Décima primeira. A educação é voltada para a construção do herói. Essa educação é, de certa forma, uma educação para a morte: o sacrifício do herói ou, como ocorre quase sempre, a morte de outros. O discurso do governo defende a militarização das escolas e, conforme já aconteceu no Rio de Janeiro, os soldados matam, num “ato de heroísmo”, pessoas comuns que só estão vivendo suas vidas. Morrer pela pátria, por Deus; tudo para deter o poderoso inimigo.
Décima segunda característica. Como a guerra e o heroísmo não são coisas comuns, há uma transferência disso para o campo do sexo e da sexualidade. Sua vontade de potência (expressão nietzschiana) é desviada para o campo do sexo, daí, como vemos nos discursos dos partidários desse governo, o machismo é exacerbado e há uma perseguição às práticas não ortodoxas de sexualidade. A homofobia impera e qualquer um que não a critique, mesmo o Supremo Tribunal Federal, é tomado como inimigo.
Décima Terceira. O Ur-Fascismo é baseado num “populismo qualitativo”. Os cidadãos não são vistos em sua individualidade, são tomados como um bloco monolítico, o povo.

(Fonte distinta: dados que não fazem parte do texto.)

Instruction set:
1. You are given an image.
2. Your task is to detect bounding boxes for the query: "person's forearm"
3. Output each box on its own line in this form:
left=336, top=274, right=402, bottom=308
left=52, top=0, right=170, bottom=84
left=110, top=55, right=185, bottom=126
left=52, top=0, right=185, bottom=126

O chefe do Executivo considera-se, no Brasil, como um intérprete do povo, e esse povo é representado por seus partidários, já que aqueles que estão contra ele, independente de posição política (comunista, socialista, liberal etc) são traidores.
´´Ultima característica. A “nova língua” é aquela falada pelo Ur-Fascismo. A expressão é uma referência a Orwell em 1984. Umberto Eco afirma que essa “nova língua” está presente em praticamente todos os textos nazistas e fascistas e tem, como marca, a utilização de um léxico pobre e uma sintaxe elementar. O objetivo disso é evitar o raciocínio crítico e complexo. Com já foi demonstrado pela perseguição do atual governos à filosofia e as ciências humanas, o raciocínio, e não só o crítico, é atacado permanentemente, inclusive com a utilização de palavras de baixo calão. Os discursos do governo são sempre simplificados e sua forma de comunicação preferida é o conjunto formado pelas redes sociais e canais de televisão voltados para a população com uma escolaridade baixa.
O próprio Umberto Eco afirma que seria suficiente ter apenas algumas dessas características para classificar um governo como fascista, mas, como foi argumentado neste texto, todas as características estão presentes no governo brasileiro que começou em 2019.